CRISPR_CasFinding.ipynb takes a directory (or directories) and recursively walks through the directory to identify any files with the extensions: fasta, fna, or fa. The notebook then provides code to create bash scripts to search for CRISPR arrays and proteins that are similary to those found in data/proteins/DiverseCas9s.faa. Additionally, CRISPR_CasFinding.ipynb also uses data/hmm/phi_domains.hmm to identify the 3 RuvC subdomains and the HNH domain of all the assemblies found using the hmm.

IdentifingTracrRNAs.ipynb uses the fasta and pickled files created with CRISPR_CasFinding.ipynb to find potential tracrRNA sequence/structural homologs. No additional input is required, but the only input cell can be changed to changed to point to a different fasta file.

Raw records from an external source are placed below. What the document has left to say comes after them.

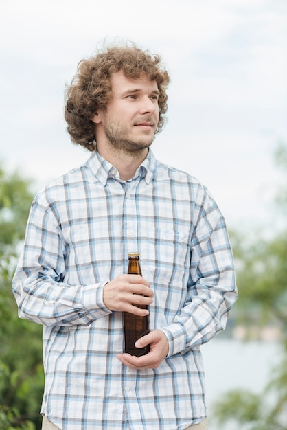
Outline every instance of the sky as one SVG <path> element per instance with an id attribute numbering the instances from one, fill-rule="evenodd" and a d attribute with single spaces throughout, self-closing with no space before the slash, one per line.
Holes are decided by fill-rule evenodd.
<path id="1" fill-rule="evenodd" d="M 159 54 L 172 81 L 157 158 L 210 190 L 230 228 L 273 231 L 287 142 L 286 0 L 1 0 L 0 160 L 36 191 L 84 162 L 63 118 L 78 62 L 105 41 Z"/>

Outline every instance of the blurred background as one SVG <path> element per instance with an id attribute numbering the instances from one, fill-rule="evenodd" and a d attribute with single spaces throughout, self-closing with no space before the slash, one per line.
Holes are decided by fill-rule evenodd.
<path id="1" fill-rule="evenodd" d="M 285 0 L 1 0 L 0 429 L 41 428 L 41 328 L 17 318 L 10 283 L 34 194 L 89 157 L 65 130 L 65 86 L 126 39 L 171 75 L 156 157 L 208 187 L 233 247 L 240 299 L 203 346 L 209 429 L 286 430 Z"/>

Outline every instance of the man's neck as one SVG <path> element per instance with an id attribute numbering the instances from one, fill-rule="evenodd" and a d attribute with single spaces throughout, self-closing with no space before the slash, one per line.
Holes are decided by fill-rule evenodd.
<path id="1" fill-rule="evenodd" d="M 135 176 L 137 169 L 146 158 L 148 149 L 145 148 L 135 152 L 126 151 L 107 150 L 106 148 L 98 148 L 99 154 L 105 160 L 113 164 L 117 170 L 119 177 L 123 181 L 128 181 Z"/>

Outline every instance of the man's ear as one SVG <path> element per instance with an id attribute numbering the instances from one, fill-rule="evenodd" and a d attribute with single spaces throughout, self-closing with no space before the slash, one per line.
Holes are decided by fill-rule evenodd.
<path id="1" fill-rule="evenodd" d="M 101 115 L 99 114 L 99 113 L 97 111 L 95 115 L 93 115 L 92 116 L 92 117 L 91 118 L 91 120 L 93 121 L 93 122 L 94 122 L 95 124 L 99 124 L 99 122 L 101 122 Z"/>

It is possible to use notebooks separately, but data needs to be processed into objects that are recognized by the code in the notebook(s) you want to use. If you choose to not use the CRISPR-Cas finding options, determine how to plug your results into the objects in scripts/CRISPRtools.py. Once your results are parsed into the CRISPRtools' objects, pickle the CasOperons objects. See "Process the CRISPR results" and "Read the HMM results and create protein and nucleotide sequence files" to see how I parsed my data into the objects.

If you use my code to find tracrRNAs, please cite the paper Identification and Evolution of Cas9 tracrRNAs. If you use parts of my code in research that isn't on identifying tracrRNAs, please cite this Github repository. If you have any questions or run into any issues, please feel free to log them in the repository.